Live

of Montreal

Mike Mantin 03/08/2007

After ten years and eight albums, it's understandable for a band to be running out of ideas. The fresh-sounding early material dried up, their 'experimental' phase over, it's not surprising when a band reaches this stage and plays it safe. Yet of Montreal, perhaps one of the most creative and consistently surprising bands in America, have taken completely the opposite route. After their quirky lo-fi early albums, they made a ridiculous but brilliant drug-addled concept album (2001's 'Coquelicot Asleep In The Poppies: A Variety Of Whimsical Verse') and, from 2004's 'Satanic Panic In The Attic' onwards, began a glorious journey into electronica and prog. The culmination was this year's 'Hissing Fauna, Are You The Destroyer?', an outstanding electro-pop masterpiece which hid lyrics about depression and insecurity under huge synth riffs and an ever-danceable rhythm section. It proved that, at what it usually a difficult stage in a band's career, they're more original than ever.

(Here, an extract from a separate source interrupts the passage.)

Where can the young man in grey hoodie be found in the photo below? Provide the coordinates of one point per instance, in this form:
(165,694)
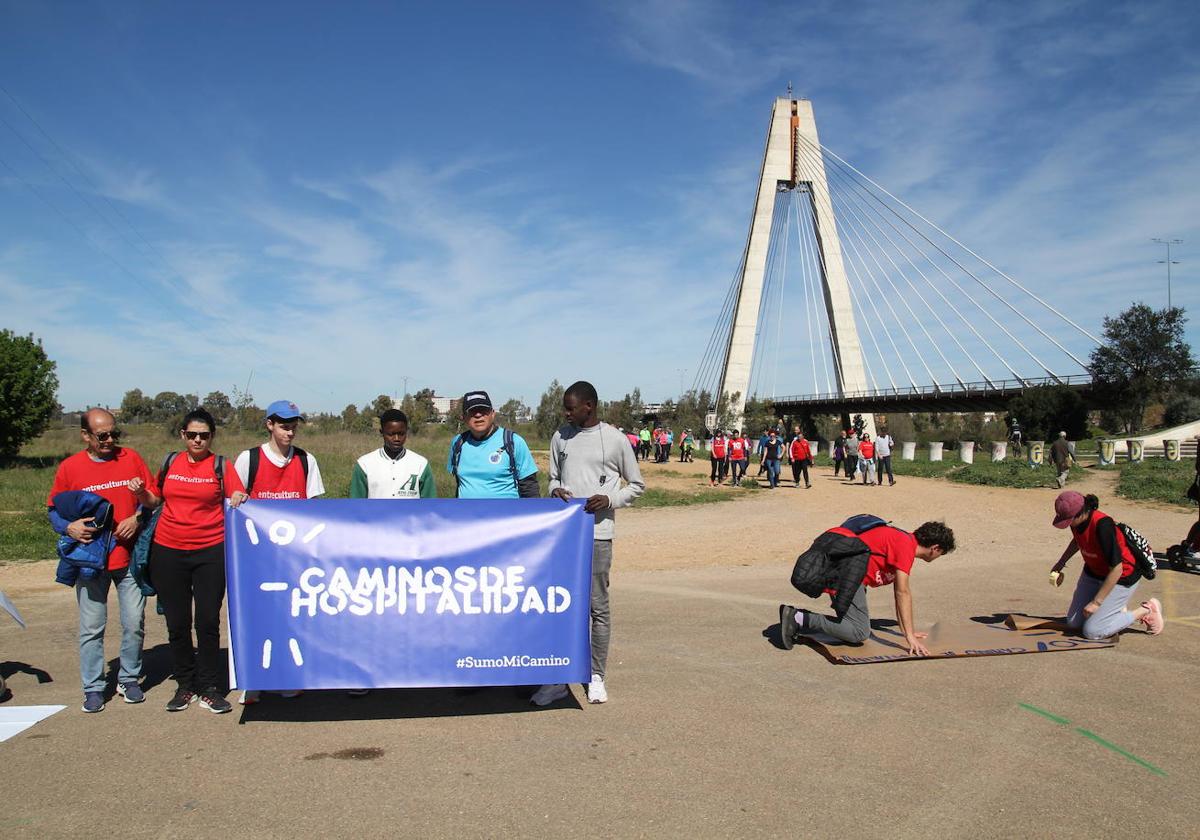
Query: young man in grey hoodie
(589,459)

Most of the songs played tonight in this tiny basement venue in Brighton come from 'Hissing Fauna...' and its predecessor, 'The Sunlandic Twins'. Powered by virtuoso bass playing and Dottie Alexander's synth, the songs make for an energetic and hugely enjoyable show. Though the audience starts out static, single 'Heimdalsgate Like A Promethean Curse' gets the crowd moving for the second half, spurred on partly by a man on his friend's shoulders punching the ceiling. Perhaps the crowd were too transfixed by the bizarre goings-on on stage: the band arrive in their trademark outfits: guitarist The Late B.P. Helium plays completely deaddpan in his glittery one-piece and wings while hyper-flamboyant frontman Kevin Barnes, seen backstage by the crowd before the show meticulously applying glittery make-up, changes costumes halfway through into tight blue hotpants and fishnet tights. They also have a penchant for Flaming Lips-style onstage antics from masked ninjas, occasionally wielding lobster claws. During bitter revenge fantasy 'She's A Rejector', a man in a suit stands completely still reading a newspaper until the chorus, when he leaps up and down with a maniacal grin on his face, the band paying absolutely no attention to him. Sure it's gimmicky but it's what we expect from a band who once chose to end an album with a seventeen-minute piano solo called 'Hopeless Opus or the Great Battle of the Unfriendly Ridiculous' and named all their early four-track songs after Dustin Hoffman.

The sound tonight is spot-on and far better than their slightly muddy performance at the Scala in June. When they want to be sleek, as on disco-pop favourites 'Wraith Pinned To The Mist And Other Games' and 'The Party's Crashing Us', they prove themselves to be tight and perfectly honed, while the climax of the epic 'The Past Is A Grotesque Animal' sees B.P. playing guitar with his teeth and filling the room with feedback (while Kevin pops off to prepare a fight between him and his ninja brother). Though clearly an acquired taste, there's little to fault in their performance (a very appropriate word). It would have been nice to have something from their five albums of more guitar-based material, but this is hardly a complaint: of Montreal are clearly a band who don't look back. Each time you see them live, they climb further up your 'favourite bands' list: they're a powerful live band with excellent musicianship and an overwhelming sense of spectacle. It's impossible to know what they'll do next, but I can't wait for it. My only guess is that it'll probablly involve industrial levels of glitter.